G22.2590 - Natural Language Processing - Spring 2003 Prof. Grishman

Lecture 5 Outline

February 20, 2003

Discussion of Assignment #2

Question 1:  syntactic structure Question 2:  rules for pronouns

POS Tagging with Hidden Markov Models:  conclusion

Powerpoint slides on Viterbi Algorithm

The JET tagger:  possible improvements and extensions

Feature Grammars

Problems of context-free grammars

Capturing constraints:
Number agreement
Case constraints (only on pronouns in English)
Count noun constraint
Subcategorization
Selection
… these can be captured by context-free grammar, but not efficiently

Regularization - accounting for ‘displaced constituents’ / movement

Feature structures (J&M 11.1)

Instead of having atomic symbols ('noun', 'NP'), the nodes of the parse tree will have feature structures:  sets of feature-value pairs (or attribute-value pairs).
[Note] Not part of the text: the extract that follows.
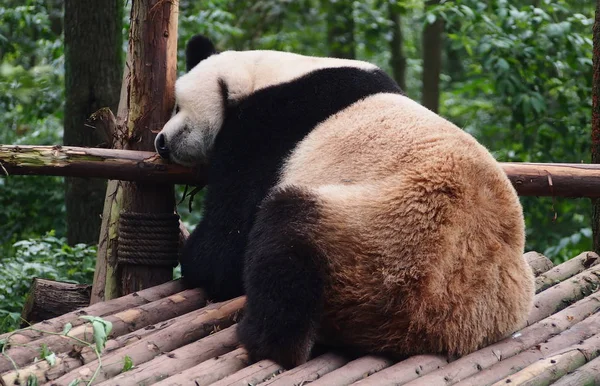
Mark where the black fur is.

We will represent these in the form [attribute1 = value1, attribute2 = value2, ...].  For example, third-person-singular could be represented as [number = singular, person = 3].

We can include the category as a feature cat in the feature structure:  [cat = NP, number = singular, person = 3].  We can also nest the feature structures, with the value of a feature being another feature structure:  [cat = NP, agreement = [number = singular, person = 3]].

If X is a feature structure, then we will write the value of feature f of X as X.f.  If the feature structure does not specify a value for f, we say X.f = null;  furthermore, null.f = null.

A feature path is a sequence of one or more feature names which is used to select a value from a feature structure:  <f1 f2> applied to X gets (X.f1).f2.  For example, <agreement number> applied to [cat = NP, agreement = [number = singular, person = 3]] yields 'singular'.

[ discuss feature graphs ... reentrant structures ]

Unification

Unification is a binary operation on feature structures.  It can fail (structures are not unifiable -- no result is returned), or it can succeed and return a new feature structure.

The definition of unify(X,Y) is recursive:
    if X = null, return Y
    if Y = null, return X
    if X and Y are the same atomic value, return X
    if X and Y are both feature structures, then
        create a new feature structure Z
        for each feature f in either X or Y
            add f with the value unify(X.f, Y.f) to Z
                (note that if X.f and Y.f cannot be unified, the entire process fails)
        return Z
    else fail

(note that this version does not account for reentrant structures;
J&M describe a more efficient version which avoids copying and accounts for re-entrancy, p. 423)

Expressing Constraints in the Grammar

To a rule
    S := A B C
we can add a constraint of the form
    <node.path> = atomic-value
or
    <node.path> = <node'.path'>
where node and node' are one of S, A, B, or C.  Here the operation '=' is to be interpreted as unification.

To capture number agreement, we would write
    S := NP VP
        <NP number> = <VP number>
If we wanted to check agreement in both number and person, we could write
    S := NP VP
        <NP number> = <VP number>
        <NP person> = <VP person>
or we could group both number and person under an 'agreement' feature, as shown above, and write
    S := NP VP
        <NP agreement> = <VP agreement>

Similarly, we could check determiner - head agreement by
    NP := DET N
        <DET agreement> = <N agreement>

Lexical features

Dictionary definitions will now not be simple word categories, but rather feature structures:

    "mouse"    cat = n, number = singular;
    "mice"       cat = n, number = plural;

(A feature can be omitted to indicate that it can take on either value:    "fish"    cat = n; )

Feature propagation and head features

We require rules of the form
    NP := DET N
        <NP agreement> = <N agreement>
    VP := V NP
        <VP agreement> = <V agreement>
to propagate features up the tree.  In most cases, we will find that a group of features are systematically passed from one child node to the parent.  These features are called head features, and the child is called the head of the phrase.  Thus the N is the head of the NP, and the V the head of the VP.

Parsing and feature constraints

To modify a parser to incorporate feature tests
    extend parser to keep a feature structure with each node of the parse tree
    apply the feature tests when completing a node;  reject the node if the tests fail

In searching the chart for a prior node, we must now check that not just the grammar symbol(s) and start and end nodes are the same, but also that the feature structures are the same (J&M point out that a subsumption test for feature structures is sufficient -- p. 432).